The Turnpike House
 

 

 CHAPTER VI.

MR. CASS SPEAKS.

 

Jennie Brawn sat in her bedroom with an agonised took on her face, with inky fingers and tumbled hair. Miss Brawn was courting the Muse.

As yet she had had but ill success, for the Muse was not in a kindly mood.

"If, dear, thou should'st unhappy be, Remember me, Remember me!" murmured the poetess. "I think that will do for a refrain. But how am I to begin? Ah!" with a sudden inspiration. "Spring in the first verse, summer and roses in the second, then winter and dying for an effective finish." And she began to thresh out the first lines.

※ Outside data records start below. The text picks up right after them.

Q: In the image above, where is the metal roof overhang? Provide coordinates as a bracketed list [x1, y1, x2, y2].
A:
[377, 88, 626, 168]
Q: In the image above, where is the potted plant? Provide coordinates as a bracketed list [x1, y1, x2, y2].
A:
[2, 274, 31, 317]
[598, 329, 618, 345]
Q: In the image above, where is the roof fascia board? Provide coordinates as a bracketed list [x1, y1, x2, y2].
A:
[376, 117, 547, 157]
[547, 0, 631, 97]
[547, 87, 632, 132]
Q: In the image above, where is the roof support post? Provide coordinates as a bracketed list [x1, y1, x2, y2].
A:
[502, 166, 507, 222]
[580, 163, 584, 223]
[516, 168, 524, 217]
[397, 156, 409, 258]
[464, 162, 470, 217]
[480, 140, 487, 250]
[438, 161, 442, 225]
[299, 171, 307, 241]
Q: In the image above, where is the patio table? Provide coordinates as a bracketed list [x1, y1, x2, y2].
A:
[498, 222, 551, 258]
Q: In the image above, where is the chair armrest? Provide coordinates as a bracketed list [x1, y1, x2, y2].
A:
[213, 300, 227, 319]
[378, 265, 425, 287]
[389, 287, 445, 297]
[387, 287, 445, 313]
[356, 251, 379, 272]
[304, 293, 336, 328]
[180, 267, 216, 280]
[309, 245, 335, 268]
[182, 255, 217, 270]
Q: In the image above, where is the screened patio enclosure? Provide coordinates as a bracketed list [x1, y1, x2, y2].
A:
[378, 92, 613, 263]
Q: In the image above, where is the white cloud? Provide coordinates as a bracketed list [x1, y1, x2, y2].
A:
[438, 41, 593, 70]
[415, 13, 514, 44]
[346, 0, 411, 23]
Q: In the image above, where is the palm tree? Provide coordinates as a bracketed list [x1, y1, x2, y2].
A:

"The spring is flowering all the world----"

"Humph!" she broke off. "That sounds as though spring were a baker! I must try again."

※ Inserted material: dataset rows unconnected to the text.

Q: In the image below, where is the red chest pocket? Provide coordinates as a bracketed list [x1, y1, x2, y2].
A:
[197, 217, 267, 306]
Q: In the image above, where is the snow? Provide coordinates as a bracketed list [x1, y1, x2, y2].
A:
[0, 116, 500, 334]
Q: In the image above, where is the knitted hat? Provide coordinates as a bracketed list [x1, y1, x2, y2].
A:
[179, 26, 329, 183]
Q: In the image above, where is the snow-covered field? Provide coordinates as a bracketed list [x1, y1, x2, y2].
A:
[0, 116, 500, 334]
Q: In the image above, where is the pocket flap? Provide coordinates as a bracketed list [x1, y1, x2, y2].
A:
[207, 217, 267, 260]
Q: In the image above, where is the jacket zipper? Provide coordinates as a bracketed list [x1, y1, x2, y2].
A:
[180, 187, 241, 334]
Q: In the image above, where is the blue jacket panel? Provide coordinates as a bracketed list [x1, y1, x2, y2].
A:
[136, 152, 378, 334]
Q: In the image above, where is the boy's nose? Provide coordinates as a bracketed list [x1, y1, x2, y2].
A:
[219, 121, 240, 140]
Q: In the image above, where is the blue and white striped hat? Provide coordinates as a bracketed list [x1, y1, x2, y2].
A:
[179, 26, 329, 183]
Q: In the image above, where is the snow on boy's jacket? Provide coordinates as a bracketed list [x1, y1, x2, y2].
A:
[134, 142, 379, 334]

But before she could think of an alternative line the door burst open and Ruth rushed in violently, all on fire with excitement. "Jennie! Jennie! she cried, plumping down on the bed. I've had a proposal!"

"Oh!" Jennie, quite phlegmatic, laid down her pen. "Geoffrey Heron has you to be his wife?"

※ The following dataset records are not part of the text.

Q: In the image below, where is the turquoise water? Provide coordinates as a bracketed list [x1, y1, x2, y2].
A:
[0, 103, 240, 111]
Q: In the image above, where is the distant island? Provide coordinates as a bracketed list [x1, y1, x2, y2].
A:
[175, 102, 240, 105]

"That is the plain English of it, I suppose," Ruth said, impatiently. "Of course I said 'No.'"

"Of course you did," remarked the prosaic Miss Brawn. For prosaic she was in ordinary matters, in spite of her poetic gift. "You are in love with the Master?" She put this in the form of a query.

"Haven't I told you a thousand times!" cried Miss Cass. "I love him as dearly as he loves me."

"That's a pity."

"Why is it a pity?" asked the girl, her face flushing.